Chanfana, vinha e ribeira
A chanfana à moda de Canas exige paciência: cabrito ou carne de bode estufada em vinho tinto do Dão, cozinhada em panela de barro durante três horas até a carne desmanchar ao garfo. Serve-se nas tasquinhas às quintas e sábados, acompanhada de broa de milho e do mesmo vinho que a temperou. O ensopado de borrego Serra da Estrela DOP é outra constante nas mesas, assim como o queijo curado e o requeijão cremoso da Serra, vendidos na mercearia centenária Casa Ferreira, fundada em 1903, onde o cheiro a fumeiro se mistura ao aroma adocicado das broinhas de milho e mel. O bolo podre — massa mole escura com canela — fecha as refeições com a doçura densa de outros tempos.
O Trilho dos Vinhateiros parte do centro e percorre onze quilómetros entre quintas, lagares e miradouros que abrem sobre o vale do Dão. A Quinta da Fata, com produção registada desde 1927, oferece provas de vinho branco e tinto da região demarcada, enquanto a Ribeira de Canas serpenteia entre olivais e vinhedos até ao recreio da Senhora da Ribeira, zona de piquenique onde o chilrear dos pássaros substitui o ruído. A paisagem ondula entre os 320 e os 480 metros, protegida pela classificação de Área de Paisagem Protegida do Vale do Dão desde 2004.
Procissões e compasso
No primeiro domingo de Maio, a Romaria de Nossa Senhora da Conceição enche a vila de vozes e arraial. Em Agosto, a festa da Assunção traz ranchos folclóricos e fogo de artifício que ilumina brevemente o céu escuro sobre os telhados de telha vermelha. No Domingo de Páscoa, o Compasso Pascal percorre as ruas em cânticos levados de porta em porta, tradição que resiste ao esvaziamento demográfico — 980 idosos para 374 jovens, segundo os censos de 2021. O Domingo Gordo recuperou a antiga Feira das Canas sob a forma de Feira do Folar e do Vinho, com provas gastronómicas e música ao vivo que enchem a praça de vozes e copos erguidos.
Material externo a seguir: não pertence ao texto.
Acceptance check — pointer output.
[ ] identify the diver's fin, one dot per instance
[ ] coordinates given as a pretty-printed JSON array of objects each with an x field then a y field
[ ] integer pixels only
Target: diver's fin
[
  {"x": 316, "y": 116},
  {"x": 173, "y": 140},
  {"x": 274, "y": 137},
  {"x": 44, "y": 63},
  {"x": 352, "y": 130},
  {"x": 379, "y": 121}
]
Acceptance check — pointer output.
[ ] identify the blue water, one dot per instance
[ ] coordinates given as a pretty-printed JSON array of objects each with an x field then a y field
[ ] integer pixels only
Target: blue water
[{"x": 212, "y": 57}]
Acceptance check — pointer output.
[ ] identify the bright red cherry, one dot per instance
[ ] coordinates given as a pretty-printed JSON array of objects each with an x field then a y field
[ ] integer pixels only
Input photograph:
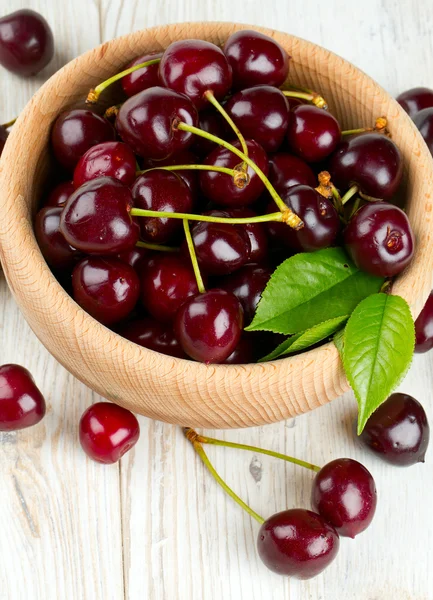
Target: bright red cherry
[
  {"x": 298, "y": 543},
  {"x": 26, "y": 42},
  {"x": 256, "y": 59},
  {"x": 107, "y": 432},
  {"x": 106, "y": 288},
  {"x": 21, "y": 403},
  {"x": 193, "y": 67},
  {"x": 209, "y": 326}
]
Na estação restaurada, o Núcleo Museológico expõe maquetes da linha do Dão e fotografias a sépia de homens de boné junto aos vagões. O silêncio que agora ocupa os carris contrasta com o burburinho que José Ferreira da Cunha, médico e deputado nascido aqui em 1880, terá conhecido antes de partir para fundar o primeiro sanatório da região em 1912. Resta o granito das paredes, o som distante de um sino às seis da tarde e o sabor persistente do vinho que continua a descer das encostas, agora em garrafas de vidro e não em pipas de madeira.